Supreme Court Considers Time Limits in Constructive Discharge Case
By: Megan J. Muoio, March 7, 2016
Currently pending before the Supreme Court is Green v. Brennan, a case from the U.S. Court of Appeals for the Tenth Circuit that involves the question of when 45-day period to file a claim of constructive discharge as a result of racial discrimination begins to run. The case was argued before the Supreme Court on November 30, 2016. A decision is expected sometime this spring.
The appellant Marvin Green was employed by the United States Postal Service as the postmaster for Englewood, Colorado. In 2008, he applied for but did not receive a promotion to the position of postmaster of Boulder, Colorado. Green alleged that he was passed over because of his race and complained to U.S.P.S. officials. In 2009, while the discrimination complaint was pending, the U.S.P.S. began investigating Green for potentially illegally delaying the mail. As a result of that investigation, Green was removed from duty and his pay was suspended.
On December 16, 2009, Green and the U.S.P.S. entered into an agreement by which the U.S.P.S. agreed not to pursue criminal charges if Green agreed to resign and either retire or take a lower-paying job in another area.
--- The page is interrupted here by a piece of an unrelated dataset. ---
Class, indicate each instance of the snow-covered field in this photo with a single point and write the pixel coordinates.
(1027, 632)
On February 9, 2010, Green resigned from the U.S.P.S., effective March 31, 2010. On March 22, 2010, Green contacted the U.S.P.S. EEO counselor to report that he had been constructively discharged.
The Tenth Circuit held that Green’s claim for constructive discharge under Title VII of the Civil Rights Act of 1964 was time barred because he asserted his claim more than 45 days after “the date of the matter alleged to be discriminatory.” The Tenth Circuit held that the December 16, 2009 settlement agreement was the “last discriminatory act” upon which Green’s constructive discharge claim was based.
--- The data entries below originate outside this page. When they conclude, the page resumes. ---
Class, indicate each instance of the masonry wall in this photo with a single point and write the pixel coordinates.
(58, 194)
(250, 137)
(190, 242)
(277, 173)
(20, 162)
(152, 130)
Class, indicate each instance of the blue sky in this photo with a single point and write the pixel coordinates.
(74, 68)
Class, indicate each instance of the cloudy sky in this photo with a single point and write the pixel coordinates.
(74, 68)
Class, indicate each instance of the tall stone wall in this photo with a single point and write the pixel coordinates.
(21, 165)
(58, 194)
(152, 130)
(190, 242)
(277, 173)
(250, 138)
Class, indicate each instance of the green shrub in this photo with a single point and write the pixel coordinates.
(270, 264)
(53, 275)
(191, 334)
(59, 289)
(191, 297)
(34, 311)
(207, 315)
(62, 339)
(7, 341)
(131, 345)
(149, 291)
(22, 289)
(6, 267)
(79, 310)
Green argued that a different date from the one used by the Tenth Circuit should be used to calculate the last discriminatory act. Green asserted that the date of his resignation – February 9, 2010, 41 days before he filed his claim – was the date of the last discriminatory act and therefore the day that the 45 day clock began to run. Green argued that a cause of action cannot accrue (and a claim cannot be filed) until the employee resigns so the date of resignation was the accrual date of his constructive discharge claim. Green also argued that the date of resignation would be an easily-administered bright line rule.
The government argued that the Tenth Circuit correctly held that Green’s claim was time-barred and that the 45 days began to run on December 16, 2009 (the date of the settlement agreement), but for a different reason. The government asserts that December 16, 2009 was the day that a claim accrued because it was the date that Green gave notice of his resignation. Under the government’s reasoning, Green’s claim would still be time-barred in this case.
For oral argument before the Supreme Court, counsel was appointed to defend the Tenth Circuit’s reasoning. The Tenth Circuit found that the date upon which Green’s claim accrued was December 16, 2009 because it was the date of the last discriminatory act, culminating in Green’s constructive discharge. At oral argument on November 30, 2015, only Justice Antonin Scalia seemed predisposed to adopting the Tenth Circuit’s reasoning. He stated that the plain language of “last discriminatory act” implied a discriminatory act by the employer, not the act of the employee in resigning. The remaining Justices grappled with the relative merits of Green and the government’s proposed dates, weighing the practicability of administering each. The Justices also considered whether the December 16, 2009 settlement agreement was a true notice of resignation since Green had the option to resign or take a different position.
In light of Justice Scalia’s passing, it remains to be seen whether a majority of the remaining Justices will be able to come together to endorse either Green or the government’s asserted arguments. It is possible that the Justices will split their decision 4-4, which would result in the Tenth Circuit’s decision being automatically upheld.